The importance of harmonising diagnostic criteria sets for pathological grief.

Five diagnostic criteria sets for pathological grief are currently used in research. Studies evaluating their performance indicate that it is not justified to generalise findings regarding prevalence rates and predictive validity across studies using different diagnostic criteria of pathological grief. We provide recommendations to move the bereavement field forward.

Yearning for a significant other who has died, being preoccupied with the loss and circumstances surrounding it, and sadness are reactions frequently experienced by bereaved people. Most people adapt to the death of a significant other over time.[1] When grief reactions interfere with daily life tasks for a prolonged period of time following the death, a diagnosis of a grief disorder (i.e. pathological grief) might apply. Factor analytic studies and latent class analyses have shown that pathological grief reactions are related to, yet distinguishable from, symptoms of depression and post-traumatic stress disorder.[2,3] In addition, it has been shown that people with pathological grief benefit from grief-focused treatment more than non-grief-focused treatment.[4,5] A meta-analysis has shown that one out of ten bereaved people are at risk for experiencing pathological grief after a natural death (e.g. owing to illness).[6] Caution is, however, warranted when interpreting the findings of this meta-analysis, because of several limitations.
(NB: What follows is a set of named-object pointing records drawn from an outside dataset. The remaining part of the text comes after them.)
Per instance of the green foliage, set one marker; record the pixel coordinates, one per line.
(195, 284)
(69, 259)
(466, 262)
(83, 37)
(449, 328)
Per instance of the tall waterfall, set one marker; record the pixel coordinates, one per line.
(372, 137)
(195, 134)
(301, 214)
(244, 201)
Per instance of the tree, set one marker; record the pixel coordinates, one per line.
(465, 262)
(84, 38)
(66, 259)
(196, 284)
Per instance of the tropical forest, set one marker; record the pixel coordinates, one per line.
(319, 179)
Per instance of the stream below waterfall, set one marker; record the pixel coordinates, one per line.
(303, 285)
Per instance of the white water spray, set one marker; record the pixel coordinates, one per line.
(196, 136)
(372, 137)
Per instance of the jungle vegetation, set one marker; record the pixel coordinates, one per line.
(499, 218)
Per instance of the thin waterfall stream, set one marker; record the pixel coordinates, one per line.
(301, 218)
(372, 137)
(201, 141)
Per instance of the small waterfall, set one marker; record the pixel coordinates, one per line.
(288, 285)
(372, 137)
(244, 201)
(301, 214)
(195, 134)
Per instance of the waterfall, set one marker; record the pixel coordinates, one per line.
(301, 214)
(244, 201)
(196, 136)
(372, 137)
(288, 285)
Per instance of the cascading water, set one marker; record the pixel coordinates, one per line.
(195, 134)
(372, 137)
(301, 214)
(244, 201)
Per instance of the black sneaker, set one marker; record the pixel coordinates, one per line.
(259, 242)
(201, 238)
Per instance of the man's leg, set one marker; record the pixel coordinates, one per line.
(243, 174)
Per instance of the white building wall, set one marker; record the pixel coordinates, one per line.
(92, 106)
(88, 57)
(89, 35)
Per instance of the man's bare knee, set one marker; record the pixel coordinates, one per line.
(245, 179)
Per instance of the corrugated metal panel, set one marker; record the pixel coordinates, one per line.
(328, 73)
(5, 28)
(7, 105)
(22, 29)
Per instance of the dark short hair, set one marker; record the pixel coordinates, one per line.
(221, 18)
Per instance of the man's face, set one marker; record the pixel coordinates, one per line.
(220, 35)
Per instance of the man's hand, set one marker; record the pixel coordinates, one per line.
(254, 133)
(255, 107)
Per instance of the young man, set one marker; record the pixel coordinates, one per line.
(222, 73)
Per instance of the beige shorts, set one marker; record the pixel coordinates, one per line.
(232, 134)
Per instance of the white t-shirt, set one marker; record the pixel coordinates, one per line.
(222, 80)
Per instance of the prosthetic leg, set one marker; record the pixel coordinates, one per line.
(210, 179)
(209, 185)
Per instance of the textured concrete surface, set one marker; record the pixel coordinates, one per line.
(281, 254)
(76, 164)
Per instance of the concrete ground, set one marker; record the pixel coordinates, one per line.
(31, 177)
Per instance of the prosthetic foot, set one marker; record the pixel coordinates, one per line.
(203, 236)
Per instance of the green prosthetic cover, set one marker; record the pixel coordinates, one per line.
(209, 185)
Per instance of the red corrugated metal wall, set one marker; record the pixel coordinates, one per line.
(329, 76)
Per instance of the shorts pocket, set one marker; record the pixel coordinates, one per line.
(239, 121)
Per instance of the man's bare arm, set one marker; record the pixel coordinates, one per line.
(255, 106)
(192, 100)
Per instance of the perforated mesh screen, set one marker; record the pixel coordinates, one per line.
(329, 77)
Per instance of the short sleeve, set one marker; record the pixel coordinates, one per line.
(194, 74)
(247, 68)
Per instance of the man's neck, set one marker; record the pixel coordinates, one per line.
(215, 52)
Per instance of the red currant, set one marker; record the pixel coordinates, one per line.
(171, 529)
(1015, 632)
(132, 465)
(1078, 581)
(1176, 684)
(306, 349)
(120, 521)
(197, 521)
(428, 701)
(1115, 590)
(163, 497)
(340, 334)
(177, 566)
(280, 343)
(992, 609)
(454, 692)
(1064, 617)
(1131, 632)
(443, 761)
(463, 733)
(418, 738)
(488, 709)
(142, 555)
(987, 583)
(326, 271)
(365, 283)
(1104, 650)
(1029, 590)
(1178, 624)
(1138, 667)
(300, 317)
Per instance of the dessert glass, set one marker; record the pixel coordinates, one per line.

The included studies varied in terms of study sample (e.g. representative versus non-representative samples), operationalisation of pathological grief (i.e. different diagnostic criteria sets for pathological grief were used) and measurement of pathological grief (i.e. different surveys and few clinical diagnostic interviews were used).

Efforts from clinical and research experts have led to the inclusion of grief disorders in recent editions of the two most frequently used diagnostic classification systems in mental healthcare: the DSM-5[7] and the ICD-11.[8] Earlier, Prigerson et al[9] proposed a set of criteria for prolonged grief disorder (PGD; hereafter referred to as PGD-2009) and Shear et al[10] proposed a different set for complicated grief. Psychometric properties of the latter two criteria sets have been evaluated with methods from classical test theory and item response theory.[9,11] Independently, both research groups concluded that the criteria sets they proposed for pathological grief adequately differentiate bereaved people with non-pathological grief from those with pathological grief.

The ten criteria for PGD-2009 and 12 criteria for complicated grief were eventually not included in the DSM-5 and ICD-11. Instead, a combination of these two sets, named persistent complex bereavement disorder (PCBD), was included as one of the ‘other specified trauma- and stressor-related disorders’ and as a condition for further study in Section III of the DSM-5.[7] Because of the preliminary nature of criteria sets in Section III, it can be expected that the operationalisation and/or naming of PCBD will change in future revisions of the DSM. PCBD can be diagnosed when, following the death of a significant other, at least one of four separation distress symptoms and at least six of 12 symptoms of reactive distress and social/identity disruption are present to the point of impairment at least 12 months (6 months for children) after the death.[7] In addition, PGD was recently included in the ICD-11.[8] PGD can be diagnosed 6 months post-loss, when at least one out of two separation distress symptoms combined with at least one out of ten accompanying symptoms are present to the point of impairment.[8,12,13]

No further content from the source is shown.